[CNLohr] needs no introduction around these parts. He’s pulled off a few really epic hacks. Recently, he’s set his sights on writing a simple, easy to extend library to work with the HTC Vive VR controller equipment, and in particular the Watchman controller.
There’s been a lot of previous work on the device, so [Charles] wasn’t starting from scratch, and he live-streamed his work, allowing others to play along. In the process, two engineers who actually worked on the hardware in question, [Alan Yates] and [Ben Jackson], stopped by and gave some oblique hints and “warmer-cooler” guidance. A much-condensed version is up on YouTube (and embedded below). In the links, you’ll find code and the live streams in their original glory, if you want to see what went down blow by blow. Code and more docs are in this Gist.
In the end, it all ended up being a lot of hard work because the Watchman controller needs to send its orientation and accelerometer data wirelessly, and this means compressing a lot of data down into a tiny trickle. All possible tricks were used, including variable-length fields where one bit indicates whether the next byte still belongs to this sample or the next, and packing the data into a frame from both ends. We see why figuring out the protocol drove [Charles] nuts!

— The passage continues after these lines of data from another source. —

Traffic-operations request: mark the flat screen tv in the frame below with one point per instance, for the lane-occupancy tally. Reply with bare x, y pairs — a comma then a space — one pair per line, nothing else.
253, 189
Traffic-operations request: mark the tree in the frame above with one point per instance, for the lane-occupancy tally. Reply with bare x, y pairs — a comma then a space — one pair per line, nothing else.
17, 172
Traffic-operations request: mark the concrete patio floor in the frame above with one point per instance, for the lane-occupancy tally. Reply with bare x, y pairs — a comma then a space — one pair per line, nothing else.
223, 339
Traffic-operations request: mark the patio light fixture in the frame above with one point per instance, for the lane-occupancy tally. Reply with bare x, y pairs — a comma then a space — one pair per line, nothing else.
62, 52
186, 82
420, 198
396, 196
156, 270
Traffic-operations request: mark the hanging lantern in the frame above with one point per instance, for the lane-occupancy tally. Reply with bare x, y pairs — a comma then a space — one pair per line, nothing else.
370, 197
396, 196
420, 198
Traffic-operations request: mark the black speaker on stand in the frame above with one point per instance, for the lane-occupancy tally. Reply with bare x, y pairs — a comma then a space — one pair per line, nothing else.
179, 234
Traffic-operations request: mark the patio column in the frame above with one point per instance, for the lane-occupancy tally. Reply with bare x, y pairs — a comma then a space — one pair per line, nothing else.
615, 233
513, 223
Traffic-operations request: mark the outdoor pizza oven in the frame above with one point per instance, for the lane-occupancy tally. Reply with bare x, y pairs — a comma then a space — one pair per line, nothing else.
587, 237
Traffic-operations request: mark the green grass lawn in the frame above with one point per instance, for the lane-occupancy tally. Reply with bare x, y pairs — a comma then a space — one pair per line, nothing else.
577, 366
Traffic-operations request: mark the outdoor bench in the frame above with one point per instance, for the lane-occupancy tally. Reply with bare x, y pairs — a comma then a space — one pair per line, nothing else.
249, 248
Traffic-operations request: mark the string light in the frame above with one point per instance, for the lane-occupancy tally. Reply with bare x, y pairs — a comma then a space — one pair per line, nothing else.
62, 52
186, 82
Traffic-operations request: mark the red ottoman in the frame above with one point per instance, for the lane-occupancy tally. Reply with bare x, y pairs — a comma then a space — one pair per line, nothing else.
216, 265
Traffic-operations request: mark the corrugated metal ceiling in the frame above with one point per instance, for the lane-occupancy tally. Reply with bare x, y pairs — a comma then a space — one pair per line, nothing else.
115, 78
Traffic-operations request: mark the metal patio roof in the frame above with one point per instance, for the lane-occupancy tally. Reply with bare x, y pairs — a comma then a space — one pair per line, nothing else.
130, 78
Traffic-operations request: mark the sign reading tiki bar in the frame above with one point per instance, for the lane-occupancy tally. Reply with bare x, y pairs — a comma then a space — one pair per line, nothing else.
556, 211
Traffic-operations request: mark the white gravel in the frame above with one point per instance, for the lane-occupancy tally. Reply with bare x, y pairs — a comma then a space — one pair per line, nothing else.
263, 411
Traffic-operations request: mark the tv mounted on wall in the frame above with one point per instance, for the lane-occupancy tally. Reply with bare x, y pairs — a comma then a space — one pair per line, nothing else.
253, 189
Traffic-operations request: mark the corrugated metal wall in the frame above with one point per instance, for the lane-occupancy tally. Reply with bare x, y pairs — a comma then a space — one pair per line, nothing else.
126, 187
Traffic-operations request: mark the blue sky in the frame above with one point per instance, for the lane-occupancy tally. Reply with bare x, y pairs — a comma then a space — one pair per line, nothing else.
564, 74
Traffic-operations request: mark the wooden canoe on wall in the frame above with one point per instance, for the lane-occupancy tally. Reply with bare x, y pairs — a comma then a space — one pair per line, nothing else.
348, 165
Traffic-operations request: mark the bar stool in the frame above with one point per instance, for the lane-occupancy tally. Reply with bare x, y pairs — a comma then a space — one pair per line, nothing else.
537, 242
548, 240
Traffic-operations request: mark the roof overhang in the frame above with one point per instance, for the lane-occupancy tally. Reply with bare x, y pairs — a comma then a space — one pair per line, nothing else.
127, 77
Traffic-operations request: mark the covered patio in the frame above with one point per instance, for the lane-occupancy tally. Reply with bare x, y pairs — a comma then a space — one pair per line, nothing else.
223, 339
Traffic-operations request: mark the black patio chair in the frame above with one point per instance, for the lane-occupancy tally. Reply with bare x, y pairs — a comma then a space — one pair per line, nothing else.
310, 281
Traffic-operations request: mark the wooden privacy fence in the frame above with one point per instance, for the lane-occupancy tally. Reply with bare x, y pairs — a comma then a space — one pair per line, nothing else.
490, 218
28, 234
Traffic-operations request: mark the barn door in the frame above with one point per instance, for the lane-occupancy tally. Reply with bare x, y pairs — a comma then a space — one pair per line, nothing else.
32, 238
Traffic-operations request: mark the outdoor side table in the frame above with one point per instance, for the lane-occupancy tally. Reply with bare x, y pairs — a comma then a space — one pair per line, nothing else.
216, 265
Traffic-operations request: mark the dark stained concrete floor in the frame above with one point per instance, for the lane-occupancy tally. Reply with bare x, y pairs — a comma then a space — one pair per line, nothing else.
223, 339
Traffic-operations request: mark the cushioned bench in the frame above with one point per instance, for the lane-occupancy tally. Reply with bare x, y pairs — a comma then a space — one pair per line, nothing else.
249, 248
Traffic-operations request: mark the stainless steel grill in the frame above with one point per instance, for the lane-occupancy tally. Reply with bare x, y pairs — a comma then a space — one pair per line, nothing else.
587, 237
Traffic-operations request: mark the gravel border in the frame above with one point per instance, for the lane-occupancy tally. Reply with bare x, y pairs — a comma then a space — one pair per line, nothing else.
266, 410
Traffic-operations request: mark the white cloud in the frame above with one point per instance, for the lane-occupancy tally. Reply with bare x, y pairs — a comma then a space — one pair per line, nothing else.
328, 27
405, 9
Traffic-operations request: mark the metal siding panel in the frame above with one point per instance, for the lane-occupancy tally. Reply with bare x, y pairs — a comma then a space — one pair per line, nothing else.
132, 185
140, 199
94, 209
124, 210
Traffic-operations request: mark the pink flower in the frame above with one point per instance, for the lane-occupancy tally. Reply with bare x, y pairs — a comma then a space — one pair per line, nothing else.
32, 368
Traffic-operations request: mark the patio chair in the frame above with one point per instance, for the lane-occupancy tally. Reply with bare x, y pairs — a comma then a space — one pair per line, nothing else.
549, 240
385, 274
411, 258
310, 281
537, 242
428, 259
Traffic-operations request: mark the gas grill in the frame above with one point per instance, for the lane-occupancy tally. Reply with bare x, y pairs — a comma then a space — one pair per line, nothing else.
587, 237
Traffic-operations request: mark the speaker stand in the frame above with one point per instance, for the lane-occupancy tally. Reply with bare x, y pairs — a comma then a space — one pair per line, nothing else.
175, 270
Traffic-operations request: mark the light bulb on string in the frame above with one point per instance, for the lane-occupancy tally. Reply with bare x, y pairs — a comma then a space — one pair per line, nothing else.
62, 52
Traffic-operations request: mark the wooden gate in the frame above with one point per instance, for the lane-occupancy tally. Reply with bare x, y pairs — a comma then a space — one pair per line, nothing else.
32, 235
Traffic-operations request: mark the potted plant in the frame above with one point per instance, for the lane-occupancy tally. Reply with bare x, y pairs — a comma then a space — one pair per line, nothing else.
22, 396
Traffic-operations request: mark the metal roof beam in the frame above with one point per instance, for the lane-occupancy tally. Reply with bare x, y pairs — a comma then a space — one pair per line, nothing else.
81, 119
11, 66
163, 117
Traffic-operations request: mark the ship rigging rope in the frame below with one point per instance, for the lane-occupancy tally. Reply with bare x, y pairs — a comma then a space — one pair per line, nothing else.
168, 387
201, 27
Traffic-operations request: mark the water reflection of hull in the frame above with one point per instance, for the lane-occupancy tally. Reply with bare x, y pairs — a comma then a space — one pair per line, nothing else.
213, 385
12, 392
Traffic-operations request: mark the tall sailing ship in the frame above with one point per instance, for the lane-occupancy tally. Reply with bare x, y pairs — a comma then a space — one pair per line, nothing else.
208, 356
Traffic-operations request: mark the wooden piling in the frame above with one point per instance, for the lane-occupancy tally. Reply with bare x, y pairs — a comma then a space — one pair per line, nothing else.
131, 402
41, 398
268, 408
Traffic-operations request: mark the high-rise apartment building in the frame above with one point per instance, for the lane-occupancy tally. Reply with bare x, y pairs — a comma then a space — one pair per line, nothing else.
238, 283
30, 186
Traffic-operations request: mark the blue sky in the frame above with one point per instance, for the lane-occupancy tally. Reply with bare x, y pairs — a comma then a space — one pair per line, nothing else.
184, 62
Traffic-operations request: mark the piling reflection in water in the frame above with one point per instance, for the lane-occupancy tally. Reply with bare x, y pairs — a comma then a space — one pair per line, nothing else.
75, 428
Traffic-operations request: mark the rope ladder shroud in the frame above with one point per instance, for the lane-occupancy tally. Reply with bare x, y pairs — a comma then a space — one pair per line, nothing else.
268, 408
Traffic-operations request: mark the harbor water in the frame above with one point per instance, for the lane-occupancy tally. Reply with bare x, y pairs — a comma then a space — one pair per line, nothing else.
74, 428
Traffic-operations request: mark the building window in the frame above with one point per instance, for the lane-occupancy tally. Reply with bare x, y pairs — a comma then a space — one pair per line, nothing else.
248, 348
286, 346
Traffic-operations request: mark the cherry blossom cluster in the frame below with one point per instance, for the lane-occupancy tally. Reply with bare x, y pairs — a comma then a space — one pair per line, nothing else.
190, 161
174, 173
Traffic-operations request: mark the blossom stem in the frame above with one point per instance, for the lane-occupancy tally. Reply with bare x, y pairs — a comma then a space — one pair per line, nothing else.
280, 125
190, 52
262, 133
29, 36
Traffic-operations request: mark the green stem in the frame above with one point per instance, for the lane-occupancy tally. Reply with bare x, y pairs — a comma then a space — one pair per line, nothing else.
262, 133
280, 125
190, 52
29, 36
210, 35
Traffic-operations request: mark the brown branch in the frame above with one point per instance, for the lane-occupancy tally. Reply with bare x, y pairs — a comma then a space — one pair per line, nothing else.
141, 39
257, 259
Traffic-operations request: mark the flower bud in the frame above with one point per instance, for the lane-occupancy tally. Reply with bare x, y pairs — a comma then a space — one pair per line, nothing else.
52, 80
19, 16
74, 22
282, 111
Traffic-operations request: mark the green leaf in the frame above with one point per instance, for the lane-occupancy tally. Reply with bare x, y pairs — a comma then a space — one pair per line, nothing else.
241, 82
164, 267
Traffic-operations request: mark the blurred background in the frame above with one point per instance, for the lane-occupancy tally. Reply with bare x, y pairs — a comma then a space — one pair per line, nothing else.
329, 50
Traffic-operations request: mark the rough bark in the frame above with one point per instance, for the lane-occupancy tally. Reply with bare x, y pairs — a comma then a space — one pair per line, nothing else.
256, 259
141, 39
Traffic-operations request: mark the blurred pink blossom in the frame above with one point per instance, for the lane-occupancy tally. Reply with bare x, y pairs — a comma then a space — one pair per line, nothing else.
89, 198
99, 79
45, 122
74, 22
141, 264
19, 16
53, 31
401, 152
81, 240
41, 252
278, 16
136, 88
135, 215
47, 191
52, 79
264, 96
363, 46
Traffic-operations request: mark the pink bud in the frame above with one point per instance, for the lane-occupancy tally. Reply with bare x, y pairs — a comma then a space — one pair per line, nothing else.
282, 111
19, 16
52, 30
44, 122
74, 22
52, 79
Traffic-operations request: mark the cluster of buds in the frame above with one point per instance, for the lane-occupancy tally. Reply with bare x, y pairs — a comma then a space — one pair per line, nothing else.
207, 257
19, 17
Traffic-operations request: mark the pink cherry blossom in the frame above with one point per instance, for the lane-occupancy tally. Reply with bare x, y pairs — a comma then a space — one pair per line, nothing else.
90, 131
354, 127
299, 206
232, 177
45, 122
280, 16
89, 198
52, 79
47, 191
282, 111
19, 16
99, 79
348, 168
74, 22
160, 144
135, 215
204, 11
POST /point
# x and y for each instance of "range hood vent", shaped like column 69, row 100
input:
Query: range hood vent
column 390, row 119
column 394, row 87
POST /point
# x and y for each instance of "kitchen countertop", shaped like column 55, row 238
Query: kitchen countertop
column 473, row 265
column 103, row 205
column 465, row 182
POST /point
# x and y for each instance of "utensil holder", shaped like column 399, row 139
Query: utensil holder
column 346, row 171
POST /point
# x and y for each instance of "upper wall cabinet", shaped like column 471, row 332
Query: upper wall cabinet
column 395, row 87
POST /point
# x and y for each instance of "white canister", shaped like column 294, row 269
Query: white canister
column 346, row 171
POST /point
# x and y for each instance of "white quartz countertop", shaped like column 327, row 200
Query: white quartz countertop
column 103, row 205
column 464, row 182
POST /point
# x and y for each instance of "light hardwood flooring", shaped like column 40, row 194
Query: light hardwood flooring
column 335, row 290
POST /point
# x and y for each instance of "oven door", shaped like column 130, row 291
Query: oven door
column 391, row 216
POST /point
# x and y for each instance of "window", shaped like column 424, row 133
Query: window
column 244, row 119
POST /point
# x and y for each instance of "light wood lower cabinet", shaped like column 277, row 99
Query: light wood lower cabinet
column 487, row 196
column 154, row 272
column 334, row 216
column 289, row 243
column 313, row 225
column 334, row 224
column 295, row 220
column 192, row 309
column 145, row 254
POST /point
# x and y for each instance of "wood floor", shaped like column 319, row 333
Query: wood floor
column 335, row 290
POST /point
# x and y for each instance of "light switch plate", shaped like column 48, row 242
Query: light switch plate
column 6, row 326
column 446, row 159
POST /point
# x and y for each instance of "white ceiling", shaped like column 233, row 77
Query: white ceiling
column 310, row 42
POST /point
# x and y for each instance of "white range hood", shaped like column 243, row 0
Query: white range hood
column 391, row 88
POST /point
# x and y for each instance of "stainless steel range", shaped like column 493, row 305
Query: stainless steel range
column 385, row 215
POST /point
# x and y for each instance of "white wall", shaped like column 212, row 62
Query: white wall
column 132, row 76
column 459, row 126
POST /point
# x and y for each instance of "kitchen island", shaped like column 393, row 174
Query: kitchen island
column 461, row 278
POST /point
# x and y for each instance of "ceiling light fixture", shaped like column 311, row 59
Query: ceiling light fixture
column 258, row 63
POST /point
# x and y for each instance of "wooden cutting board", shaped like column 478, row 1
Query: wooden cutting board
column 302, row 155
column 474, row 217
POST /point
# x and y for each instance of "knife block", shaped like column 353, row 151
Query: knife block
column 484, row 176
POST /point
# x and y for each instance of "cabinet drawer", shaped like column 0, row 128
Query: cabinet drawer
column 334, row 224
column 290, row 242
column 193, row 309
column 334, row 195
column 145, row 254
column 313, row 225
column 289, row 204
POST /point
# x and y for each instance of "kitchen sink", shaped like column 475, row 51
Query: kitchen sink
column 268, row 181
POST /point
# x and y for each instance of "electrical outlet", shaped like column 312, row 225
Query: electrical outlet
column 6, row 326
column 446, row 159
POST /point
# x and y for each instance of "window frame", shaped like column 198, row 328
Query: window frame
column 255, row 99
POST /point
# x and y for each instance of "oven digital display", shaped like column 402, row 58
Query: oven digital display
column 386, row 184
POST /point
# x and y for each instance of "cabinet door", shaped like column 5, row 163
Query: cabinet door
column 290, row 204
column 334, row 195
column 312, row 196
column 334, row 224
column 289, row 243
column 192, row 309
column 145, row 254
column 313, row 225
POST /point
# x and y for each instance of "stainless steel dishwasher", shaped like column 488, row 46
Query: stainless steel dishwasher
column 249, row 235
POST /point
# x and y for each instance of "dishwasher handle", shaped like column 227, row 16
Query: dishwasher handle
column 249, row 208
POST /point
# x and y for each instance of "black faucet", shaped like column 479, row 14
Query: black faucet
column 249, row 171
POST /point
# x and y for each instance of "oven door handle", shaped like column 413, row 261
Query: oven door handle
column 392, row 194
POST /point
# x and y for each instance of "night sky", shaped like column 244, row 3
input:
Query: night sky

His dissection begins ten minutes into the summary video.
Besides the hints, the community involvement, and sheer persistence, [Charles] was also helped by being able to generate his own data. Instead of relying on the placement of the device in space, an AVR blinked IR LEDs into the controller to generate known timing deltas. Remember this general technique if you’re reverse engineering anything.
We think the Vive is very cool, and we’ve covered hacks into it before. From [Trammell Hudson]’s early hacks to this recent jaw-dropping drone orientation demo, hackers have been figuring out how to use the Lighthouses on their own. Now [CNLohr] (and the community) have decoded one of the last remaining parts of the OEM hardware. Woot!